Seventh, Marx’s thought was influenced by biblical values. His parents were Jews who (to live safely in Germany) re-identified as Protestant. Marx’s high school final project included a paper entitled “The Union of Believers with Christ According to John 15:1-14.” Marx naturally used biblical language in some of his writings, like in describing the spirit of capitalism: “Accumulate, accumulate! That is Moses and the prophets.” Marx identified as professing “evangelical religion” when re-applying for German citizenship in 1861. Despite this influence, most of his religious identification was cultural. Marx was highly critical of religion for its role in creating violence and disempowering workers. Religion is also the result of economic oppression, as he wrote in 1843: “Man makes religion, religion does not make man…Religious suffering is [nevertheless], the expression of real suffering and a protest against real suffering. Religion is the sigh of the oppressed creature, the heart of a heartless world, and the soul of soulless conditions. It is the opium of the people.”

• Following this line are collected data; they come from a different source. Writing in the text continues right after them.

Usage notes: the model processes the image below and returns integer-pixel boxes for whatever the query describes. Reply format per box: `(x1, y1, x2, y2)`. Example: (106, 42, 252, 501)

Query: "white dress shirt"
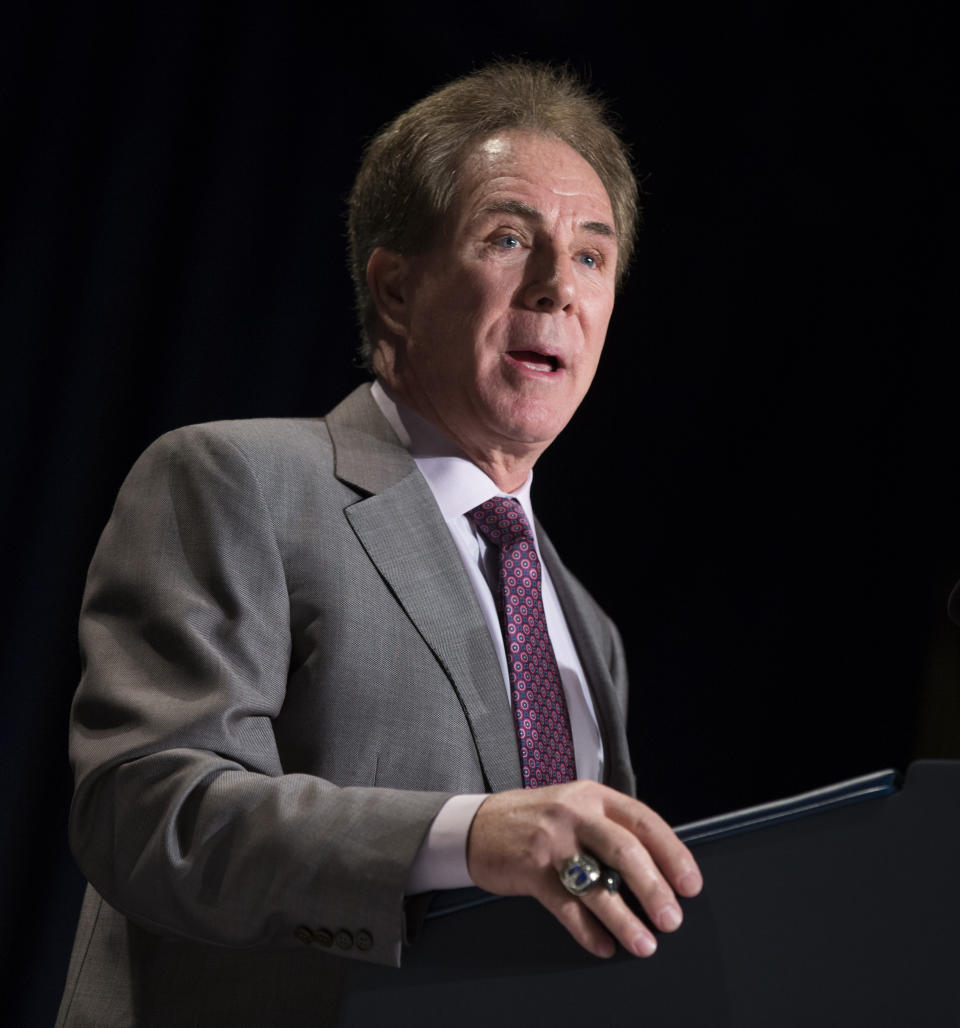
(369, 381, 603, 893)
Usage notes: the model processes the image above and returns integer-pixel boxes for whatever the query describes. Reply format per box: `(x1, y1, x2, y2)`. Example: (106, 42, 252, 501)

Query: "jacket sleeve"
(68, 425, 451, 968)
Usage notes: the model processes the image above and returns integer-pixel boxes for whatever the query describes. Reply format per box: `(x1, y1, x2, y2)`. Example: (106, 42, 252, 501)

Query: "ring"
(558, 854, 602, 896)
(601, 869, 621, 893)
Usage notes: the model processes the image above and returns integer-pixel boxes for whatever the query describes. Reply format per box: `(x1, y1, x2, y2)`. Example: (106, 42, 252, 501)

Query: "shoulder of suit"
(157, 416, 330, 447)
(145, 417, 334, 468)
(119, 417, 367, 530)
(121, 419, 345, 509)
(140, 384, 380, 471)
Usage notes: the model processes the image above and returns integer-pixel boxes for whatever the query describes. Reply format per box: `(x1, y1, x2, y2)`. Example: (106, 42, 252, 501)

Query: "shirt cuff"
(405, 793, 488, 895)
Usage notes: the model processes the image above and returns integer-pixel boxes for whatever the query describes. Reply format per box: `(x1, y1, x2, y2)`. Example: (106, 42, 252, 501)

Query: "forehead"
(451, 131, 615, 229)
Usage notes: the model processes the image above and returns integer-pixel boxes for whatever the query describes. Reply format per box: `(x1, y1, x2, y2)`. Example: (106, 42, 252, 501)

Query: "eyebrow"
(477, 199, 617, 239)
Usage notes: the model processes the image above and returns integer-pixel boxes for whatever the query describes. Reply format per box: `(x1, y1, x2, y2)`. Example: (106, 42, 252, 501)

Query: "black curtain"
(3, 3, 958, 1024)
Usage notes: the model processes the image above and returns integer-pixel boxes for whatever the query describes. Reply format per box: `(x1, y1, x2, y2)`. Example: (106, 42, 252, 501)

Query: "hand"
(466, 780, 702, 959)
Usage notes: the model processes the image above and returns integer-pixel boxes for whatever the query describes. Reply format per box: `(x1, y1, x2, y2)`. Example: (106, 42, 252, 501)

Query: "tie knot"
(467, 496, 534, 550)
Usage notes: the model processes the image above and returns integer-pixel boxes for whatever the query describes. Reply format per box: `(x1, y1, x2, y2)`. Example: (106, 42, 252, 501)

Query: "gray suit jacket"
(57, 384, 635, 1026)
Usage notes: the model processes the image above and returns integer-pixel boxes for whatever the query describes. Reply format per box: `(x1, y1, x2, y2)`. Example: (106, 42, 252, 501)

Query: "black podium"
(339, 761, 960, 1027)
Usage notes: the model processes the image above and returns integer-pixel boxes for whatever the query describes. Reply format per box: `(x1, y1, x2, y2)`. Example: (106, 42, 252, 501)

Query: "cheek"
(583, 304, 614, 358)
(431, 285, 497, 341)
(464, 266, 514, 316)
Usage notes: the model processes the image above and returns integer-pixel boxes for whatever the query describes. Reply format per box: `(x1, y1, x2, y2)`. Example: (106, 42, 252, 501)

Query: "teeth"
(512, 352, 557, 372)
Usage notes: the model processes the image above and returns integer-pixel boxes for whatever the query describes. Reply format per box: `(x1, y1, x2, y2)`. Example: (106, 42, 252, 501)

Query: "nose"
(521, 249, 576, 313)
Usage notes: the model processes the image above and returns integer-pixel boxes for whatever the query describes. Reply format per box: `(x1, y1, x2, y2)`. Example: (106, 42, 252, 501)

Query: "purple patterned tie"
(468, 497, 577, 787)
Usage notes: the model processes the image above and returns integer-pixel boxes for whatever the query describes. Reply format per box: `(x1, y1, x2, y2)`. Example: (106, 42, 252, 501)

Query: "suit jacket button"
(356, 930, 374, 952)
(294, 926, 314, 946)
(314, 928, 333, 948)
(335, 929, 354, 950)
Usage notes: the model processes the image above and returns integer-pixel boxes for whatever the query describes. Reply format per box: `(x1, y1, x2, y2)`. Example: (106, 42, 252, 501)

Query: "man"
(57, 62, 701, 1026)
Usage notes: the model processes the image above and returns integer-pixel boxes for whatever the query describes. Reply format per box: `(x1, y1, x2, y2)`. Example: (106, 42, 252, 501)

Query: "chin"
(489, 409, 572, 449)
(476, 384, 581, 448)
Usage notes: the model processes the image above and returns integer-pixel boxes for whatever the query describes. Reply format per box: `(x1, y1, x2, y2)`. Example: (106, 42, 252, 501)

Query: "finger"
(576, 819, 685, 934)
(600, 793, 703, 898)
(578, 883, 659, 957)
(536, 883, 618, 959)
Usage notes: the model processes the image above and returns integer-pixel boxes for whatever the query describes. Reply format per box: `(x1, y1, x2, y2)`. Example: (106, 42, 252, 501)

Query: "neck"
(467, 452, 535, 494)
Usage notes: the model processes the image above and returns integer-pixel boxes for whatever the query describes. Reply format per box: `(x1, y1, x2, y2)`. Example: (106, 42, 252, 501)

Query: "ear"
(366, 247, 413, 338)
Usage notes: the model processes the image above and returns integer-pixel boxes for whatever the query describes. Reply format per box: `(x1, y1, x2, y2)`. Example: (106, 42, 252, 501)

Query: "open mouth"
(508, 349, 560, 373)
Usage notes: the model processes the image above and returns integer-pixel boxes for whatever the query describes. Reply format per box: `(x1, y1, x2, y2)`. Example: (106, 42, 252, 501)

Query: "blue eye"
(496, 235, 521, 248)
(578, 254, 597, 268)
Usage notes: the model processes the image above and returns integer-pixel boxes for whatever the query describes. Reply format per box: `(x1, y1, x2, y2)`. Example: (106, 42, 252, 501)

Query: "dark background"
(2, 2, 958, 1023)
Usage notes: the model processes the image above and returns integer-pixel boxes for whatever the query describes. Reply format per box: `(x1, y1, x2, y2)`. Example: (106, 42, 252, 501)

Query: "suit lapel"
(537, 528, 636, 795)
(326, 386, 522, 793)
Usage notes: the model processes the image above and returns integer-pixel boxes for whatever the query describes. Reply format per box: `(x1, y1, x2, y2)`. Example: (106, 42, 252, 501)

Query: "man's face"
(380, 131, 618, 480)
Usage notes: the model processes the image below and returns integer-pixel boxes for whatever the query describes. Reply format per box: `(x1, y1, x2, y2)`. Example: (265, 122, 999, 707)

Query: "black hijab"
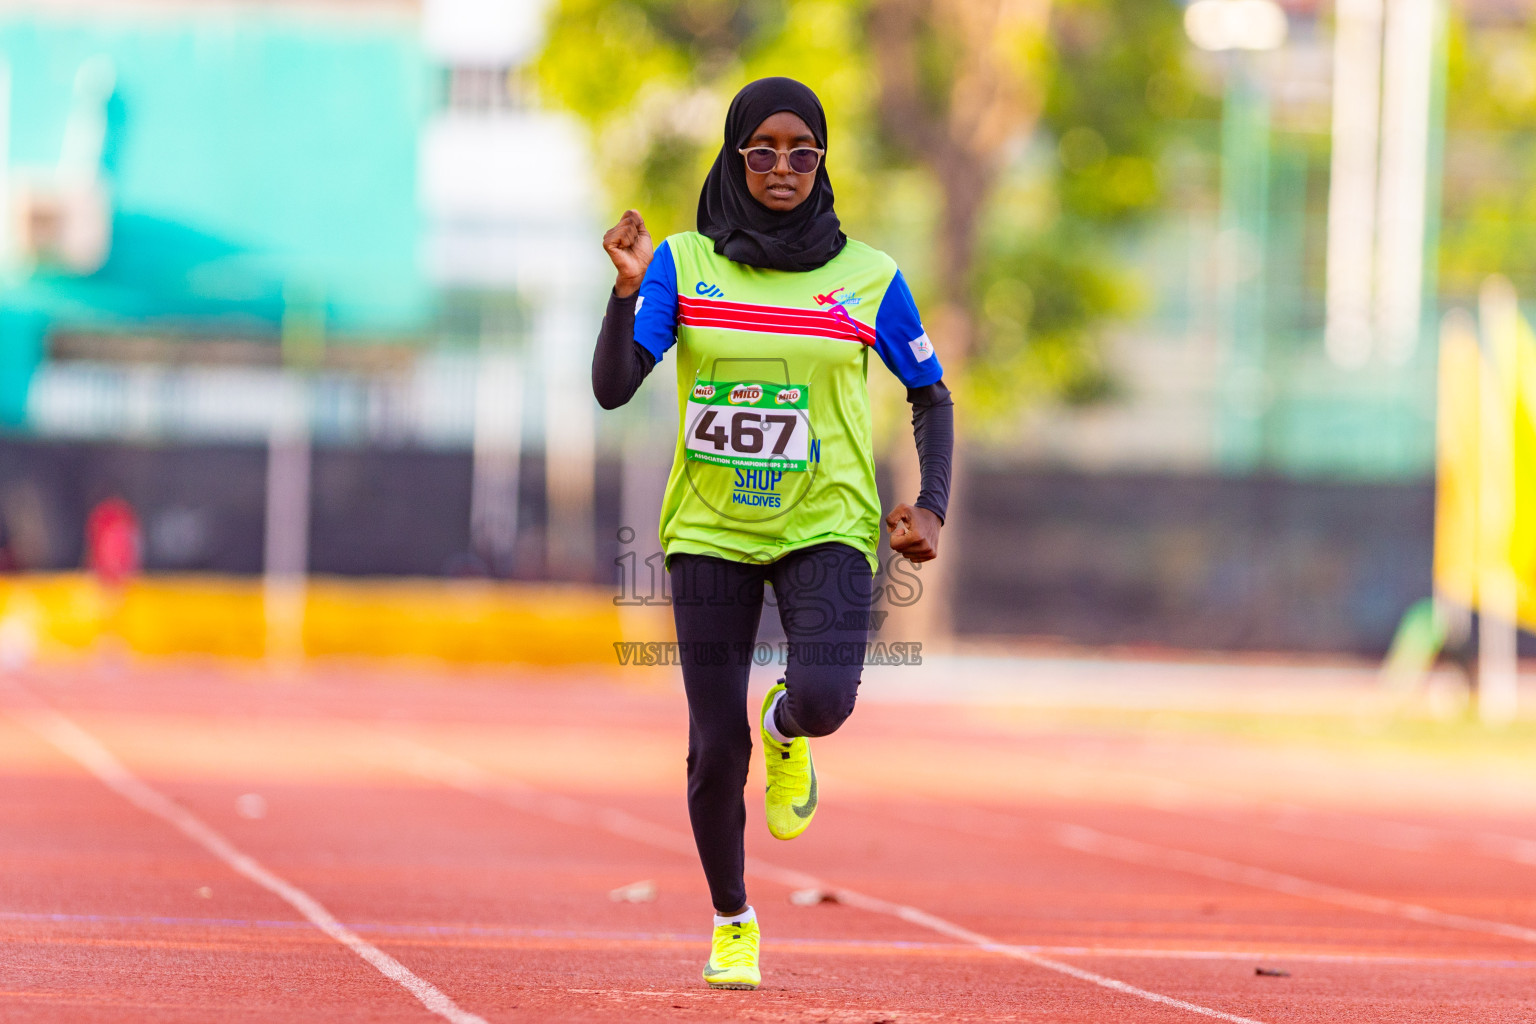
(696, 77, 847, 272)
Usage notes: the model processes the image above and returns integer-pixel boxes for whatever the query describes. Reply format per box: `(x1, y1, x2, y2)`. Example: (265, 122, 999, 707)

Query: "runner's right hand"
(603, 209, 653, 298)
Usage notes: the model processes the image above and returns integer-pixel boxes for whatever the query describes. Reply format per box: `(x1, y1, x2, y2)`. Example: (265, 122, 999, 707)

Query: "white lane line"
(1190, 804, 1536, 870)
(10, 704, 490, 1024)
(939, 732, 1536, 871)
(1055, 824, 1536, 946)
(1472, 831, 1536, 866)
(12, 914, 1536, 970)
(386, 736, 1267, 1024)
(817, 889, 1268, 1024)
(1241, 807, 1536, 871)
(1118, 787, 1536, 871)
(13, 910, 1536, 968)
(869, 799, 1536, 950)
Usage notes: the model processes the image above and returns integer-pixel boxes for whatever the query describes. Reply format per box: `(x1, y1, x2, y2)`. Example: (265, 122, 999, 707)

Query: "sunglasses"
(738, 146, 825, 175)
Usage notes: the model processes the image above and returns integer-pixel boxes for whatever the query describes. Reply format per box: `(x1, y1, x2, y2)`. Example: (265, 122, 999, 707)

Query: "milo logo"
(775, 387, 802, 405)
(728, 385, 763, 405)
(692, 383, 716, 401)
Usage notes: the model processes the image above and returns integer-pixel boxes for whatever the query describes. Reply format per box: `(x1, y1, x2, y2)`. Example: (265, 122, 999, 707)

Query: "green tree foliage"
(1048, 0, 1197, 224)
(966, 0, 1202, 426)
(1440, 13, 1536, 300)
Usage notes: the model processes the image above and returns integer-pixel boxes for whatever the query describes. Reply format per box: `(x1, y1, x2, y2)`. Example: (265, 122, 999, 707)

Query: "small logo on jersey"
(908, 333, 934, 362)
(728, 385, 763, 405)
(775, 387, 802, 405)
(696, 282, 725, 298)
(814, 287, 861, 308)
(733, 468, 783, 507)
(692, 383, 717, 401)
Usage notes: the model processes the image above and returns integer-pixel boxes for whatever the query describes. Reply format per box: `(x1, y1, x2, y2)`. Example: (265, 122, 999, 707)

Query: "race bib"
(684, 380, 810, 472)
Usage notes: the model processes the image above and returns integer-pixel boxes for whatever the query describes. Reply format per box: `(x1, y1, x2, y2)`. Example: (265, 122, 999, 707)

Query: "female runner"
(592, 76, 953, 990)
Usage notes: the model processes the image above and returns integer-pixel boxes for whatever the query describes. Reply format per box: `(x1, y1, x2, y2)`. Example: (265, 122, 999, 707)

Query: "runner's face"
(743, 112, 818, 212)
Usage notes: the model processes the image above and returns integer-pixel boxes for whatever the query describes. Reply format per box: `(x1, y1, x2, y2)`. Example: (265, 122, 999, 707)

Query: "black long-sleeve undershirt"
(593, 289, 953, 522)
(592, 291, 655, 411)
(907, 379, 952, 524)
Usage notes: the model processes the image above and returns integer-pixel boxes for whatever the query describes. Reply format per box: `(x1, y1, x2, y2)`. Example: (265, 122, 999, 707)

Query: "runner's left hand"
(886, 504, 941, 562)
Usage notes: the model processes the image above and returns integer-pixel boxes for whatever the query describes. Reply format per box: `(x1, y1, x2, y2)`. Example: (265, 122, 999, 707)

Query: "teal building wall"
(0, 11, 429, 421)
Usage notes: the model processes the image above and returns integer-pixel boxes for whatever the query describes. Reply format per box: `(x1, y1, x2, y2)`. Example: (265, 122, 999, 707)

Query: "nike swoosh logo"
(792, 770, 817, 818)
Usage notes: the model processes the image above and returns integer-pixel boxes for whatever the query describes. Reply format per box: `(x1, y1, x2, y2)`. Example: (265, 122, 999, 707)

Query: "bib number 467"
(692, 409, 797, 456)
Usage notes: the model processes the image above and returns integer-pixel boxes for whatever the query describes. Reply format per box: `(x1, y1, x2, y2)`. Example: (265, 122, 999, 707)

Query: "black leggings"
(670, 542, 872, 913)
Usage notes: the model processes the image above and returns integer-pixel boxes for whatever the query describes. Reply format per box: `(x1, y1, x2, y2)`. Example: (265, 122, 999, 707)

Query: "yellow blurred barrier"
(1408, 277, 1536, 724)
(1433, 281, 1536, 630)
(0, 573, 661, 666)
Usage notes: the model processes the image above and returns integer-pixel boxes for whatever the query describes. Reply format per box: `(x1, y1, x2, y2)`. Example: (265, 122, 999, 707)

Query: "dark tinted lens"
(787, 148, 821, 174)
(743, 148, 779, 173)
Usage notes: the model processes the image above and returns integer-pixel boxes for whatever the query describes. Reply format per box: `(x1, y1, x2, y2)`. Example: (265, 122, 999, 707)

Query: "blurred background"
(0, 0, 1530, 673)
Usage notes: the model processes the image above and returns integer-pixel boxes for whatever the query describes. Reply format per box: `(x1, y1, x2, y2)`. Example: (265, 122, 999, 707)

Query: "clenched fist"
(886, 503, 941, 563)
(603, 209, 654, 297)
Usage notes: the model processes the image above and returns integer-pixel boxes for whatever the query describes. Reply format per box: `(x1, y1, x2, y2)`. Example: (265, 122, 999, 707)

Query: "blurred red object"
(86, 496, 141, 588)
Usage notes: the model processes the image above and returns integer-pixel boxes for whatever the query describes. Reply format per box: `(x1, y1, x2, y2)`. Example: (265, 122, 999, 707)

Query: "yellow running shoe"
(702, 917, 760, 989)
(761, 682, 817, 840)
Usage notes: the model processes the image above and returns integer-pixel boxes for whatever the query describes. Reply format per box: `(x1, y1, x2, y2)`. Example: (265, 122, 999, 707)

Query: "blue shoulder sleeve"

So there you go. Three quick observations.

Criticisms of Marxism are endless (as are variants of Marxism) because Marx’s views evolved, he’s sometimes confusing, and sometimes just wrong. Few “Marxists” after Marx would hold to all of the above points. Anti-capitalism is also a larger movement than Marxism. For example, at the First International Workmen’s Association (IWA 1864–1876), Marxists advocated taking over the state to achieve their goals, while Bakunin and the anarchists refused to dirty their hands with parliamentary politics and internal political revolutions.

Marxism is obviously more sophisticated than generic “socialist” ideas of government redistribution of wealth. In fact, things like universal healthcare and free education by the state (democratic socialism) have little to do with orthodox Marxism. Today, the word “Marxist” functions as a generic short-hand for critical description of modern capitalist society, even though many criticized industrial capitalism before and after Marx’s time, and even though Marx basically plagiarized some of his ideas from others (like Joseph Pierre Proudhon).

Marxism was the most thorough and influential critique of capitalism, even with all its many flaws, failed predictions, and perverse manifestations (i.e., Moaism and Stalinism, to whatever degree they are “Marxist”). The impact of Marxism in social science is immeasurable, which is why (as General Mark Milley recently argued) it must be studied alongside everything else.